CUDA: misaligned address

I’m following this tutorial., but with my own network loaded from PyTorch. At some point it fails with the message below.

How would I begin to figure out what the offending code is? My tuning loop is

def run_tuning(tasks, task_weights, log_file):
    print("Begin tuning...")
    measure_ctx = auto_scheduler.LocalRPCMeasureContext(repeat=1,
                                                        min_repeat_ms=300,
                                                        timeout=10)
    tuner = auto_scheduler.TaskScheduler(tasks, task_weights)
    tune_option = auto_scheduler.TuningOptions(
        num_measure_trials=54000,  # ~ 900 * num tasks = 5400                   
        runner=measure_ctx.runner,
        measure_callbacks=[auto_scheduler.RecordToFile(log_file)],
    )
    tuner.tune(tune_option)

Seems related to this?

[18:34:51] /home/torch-mlir-user/tvm/src/runtime/cuda/cuda_device_api.cc:143: allocating 480 bytes on device, with 16601251840 bytes currently free out of 16928342016 bytes available
terminate called after throwing an instance of 'tvm::runtime::InternalError'
  what():  [18:34:51] /home/torch-mlir-user/tvm/src/runtime/cuda/cuda_device_api.cc:310: InternalError: Check failed: (e == cudaSuccess || e == cudaErrorCudartUnloading) is false: CUDA: misaligned address
Stack trace:
  0: _ZN3tvm7runtime6detail
  1: tvm::runtime::CUDATimerNode::~CUDATimerNode()
  2: _ZN3tvm7runtime18SimpleObjAlloca
  3: tvm::runtime::PackedFuncObj::Extractor<tvm::runtime::PackedFuncSubObj<tvm::runtime::profiling::WrapTimeEvaluator(tvm::runtime::PackedFunc, DLDevice, int, int, int, int, int, int, int, tvm::runtime::PackedFunc)::$_0> >::Call(tvm::runtime::PackedFuncObj const*, tvm::runtime::TVMArgs, tvm::runtime::TVMRetValue*)
  4: tvm::runtime::LocalSession::CallFunc(void*, TVMValue const*, int const*, int, std::function<void (tvm::runtime::TVMArgs)> const&)
  5: tvm::runtime::RPCSession::AsyncCallFunc(void*, TVMValue const*, int const*, int, std::function<void (tvm::runtime::RPCCode, tvm::runtime::TVMArgs)>)
  6: tvm::runtime::RPCEndpoint::EventHandler::HandleNormalCallFunc()
  7: tvm::runtime::RPCEndpoint::EventHandler::HandleProcessPacket(std::function<void (tvm::runtime::TVMArgs)>)
  8: tvm::runtime::RPCEndpoint::EventHandler::HandleNextEvent(bool, bool, std::function<void (tvm::runtime::TVMArgs)>)
  9: tvm::runtime::RPCEndpoint::HandleUntilReturnEvent(bool, std::function<void (tvm::runtime::TVMArgs)>)
  10: tvm::runtime::RPCEndpoint::ServerLoop()
  11: tvm::runtime::RPCServerLoop(int)
  12: tvm::runtime::PackedFuncObj::Extractor<tvm::runtime::PackedFuncSubObj<tvm::runtime::$_1> >::Call(tvm::runtime::PackedFuncObj const*, tvm::runtime::TVMArgs, tvm::runtime::TVMRetValue*)

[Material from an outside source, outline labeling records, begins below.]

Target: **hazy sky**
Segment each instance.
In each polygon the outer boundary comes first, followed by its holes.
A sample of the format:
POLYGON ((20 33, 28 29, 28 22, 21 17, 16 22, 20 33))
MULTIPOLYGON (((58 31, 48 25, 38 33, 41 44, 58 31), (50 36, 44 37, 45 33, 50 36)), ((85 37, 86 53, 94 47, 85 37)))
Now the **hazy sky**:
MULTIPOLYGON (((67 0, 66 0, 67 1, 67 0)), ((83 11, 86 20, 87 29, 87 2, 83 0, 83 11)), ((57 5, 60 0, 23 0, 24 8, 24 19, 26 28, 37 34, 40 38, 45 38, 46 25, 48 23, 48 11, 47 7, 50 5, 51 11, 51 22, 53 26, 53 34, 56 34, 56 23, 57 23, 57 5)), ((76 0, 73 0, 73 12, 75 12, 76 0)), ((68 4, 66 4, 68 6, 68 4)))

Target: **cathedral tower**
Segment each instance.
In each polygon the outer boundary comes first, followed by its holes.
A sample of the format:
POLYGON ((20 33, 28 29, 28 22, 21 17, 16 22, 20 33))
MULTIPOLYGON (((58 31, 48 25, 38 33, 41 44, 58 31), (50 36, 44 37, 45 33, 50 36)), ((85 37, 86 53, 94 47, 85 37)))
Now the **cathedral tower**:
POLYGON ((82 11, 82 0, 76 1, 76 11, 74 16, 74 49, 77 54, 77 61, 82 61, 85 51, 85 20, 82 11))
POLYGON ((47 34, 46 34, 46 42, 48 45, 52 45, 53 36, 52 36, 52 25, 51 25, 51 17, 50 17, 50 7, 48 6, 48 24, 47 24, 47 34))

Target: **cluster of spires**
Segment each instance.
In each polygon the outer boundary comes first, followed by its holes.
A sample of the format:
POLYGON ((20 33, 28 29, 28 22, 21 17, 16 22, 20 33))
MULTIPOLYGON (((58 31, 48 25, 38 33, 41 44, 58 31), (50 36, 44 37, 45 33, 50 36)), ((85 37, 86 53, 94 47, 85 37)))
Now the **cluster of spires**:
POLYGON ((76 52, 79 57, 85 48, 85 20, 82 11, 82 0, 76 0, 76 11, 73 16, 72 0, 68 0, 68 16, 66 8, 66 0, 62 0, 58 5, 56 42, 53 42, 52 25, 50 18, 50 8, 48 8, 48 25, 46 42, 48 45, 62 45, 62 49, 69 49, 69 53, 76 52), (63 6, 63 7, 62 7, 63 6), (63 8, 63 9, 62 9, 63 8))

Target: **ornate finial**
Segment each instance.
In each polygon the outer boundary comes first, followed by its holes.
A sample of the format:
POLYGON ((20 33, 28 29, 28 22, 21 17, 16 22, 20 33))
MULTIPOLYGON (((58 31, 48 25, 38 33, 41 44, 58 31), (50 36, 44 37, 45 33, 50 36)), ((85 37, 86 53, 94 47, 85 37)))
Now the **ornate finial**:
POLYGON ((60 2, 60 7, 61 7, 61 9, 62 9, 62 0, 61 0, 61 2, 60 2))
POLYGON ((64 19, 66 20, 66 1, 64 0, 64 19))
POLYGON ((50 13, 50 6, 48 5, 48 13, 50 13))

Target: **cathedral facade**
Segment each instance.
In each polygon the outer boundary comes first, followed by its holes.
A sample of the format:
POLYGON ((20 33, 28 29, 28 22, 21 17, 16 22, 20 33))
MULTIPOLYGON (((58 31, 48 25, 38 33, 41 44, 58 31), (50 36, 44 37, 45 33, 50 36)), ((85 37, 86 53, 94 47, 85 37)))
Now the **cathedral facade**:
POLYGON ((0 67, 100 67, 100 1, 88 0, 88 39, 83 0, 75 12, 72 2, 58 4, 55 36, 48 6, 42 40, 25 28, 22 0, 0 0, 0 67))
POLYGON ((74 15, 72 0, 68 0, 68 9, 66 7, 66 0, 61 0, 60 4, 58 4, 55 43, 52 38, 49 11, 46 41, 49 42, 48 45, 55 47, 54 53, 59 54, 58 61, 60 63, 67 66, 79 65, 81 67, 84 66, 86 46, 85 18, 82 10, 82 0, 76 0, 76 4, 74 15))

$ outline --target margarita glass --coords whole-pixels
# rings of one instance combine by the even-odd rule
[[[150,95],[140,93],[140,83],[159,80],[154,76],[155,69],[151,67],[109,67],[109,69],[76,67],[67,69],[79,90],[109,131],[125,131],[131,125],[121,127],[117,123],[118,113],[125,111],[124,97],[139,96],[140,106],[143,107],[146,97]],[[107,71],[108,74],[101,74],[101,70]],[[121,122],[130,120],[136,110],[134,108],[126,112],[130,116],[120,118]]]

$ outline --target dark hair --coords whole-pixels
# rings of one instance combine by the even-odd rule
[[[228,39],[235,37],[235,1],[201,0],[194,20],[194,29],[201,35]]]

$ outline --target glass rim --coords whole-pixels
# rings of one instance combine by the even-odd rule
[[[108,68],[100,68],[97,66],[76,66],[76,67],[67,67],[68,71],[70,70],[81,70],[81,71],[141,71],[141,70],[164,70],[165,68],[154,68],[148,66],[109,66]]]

Exception in thread Thread-1 (_listen_loop):
Traceback (most recent call last):
  File "/usr/lib/python3.10/threading.py", line 1016, in _bootstrap_inner
    self.run()
  File "/usr/lib/python3.10/threading.py", line 953, in run
    self._target(*self._args, **self._kwargs)
  File "/home/torch-mlir-user/tvm/python/tvm/rpc/server.py", line 279, in _listen_loop
    _serving(conn, addr, opts, load_library)
  File "/home/torch-mlir-user/tvm/python/tvm/rpc/server.py", line 168, in _serving
    raise RuntimeError(
RuntimeError: Child process 9713 exited unsuccessfully with error code -6
1 Like

I’m experiencing the same issue. Is there a solution available?

I check related blogs and I think the problem may caused by measuring hardware time of schedules. Some schedules may be illegal for cuda, so it can explain why I can avoid the issue and run successfully sometimes. I tried change the version of cuda but it was no use. I suspect it’s a code version issue. After adding Ansor to TVM, many codes were updated also, which may influence the runtime of Ansor.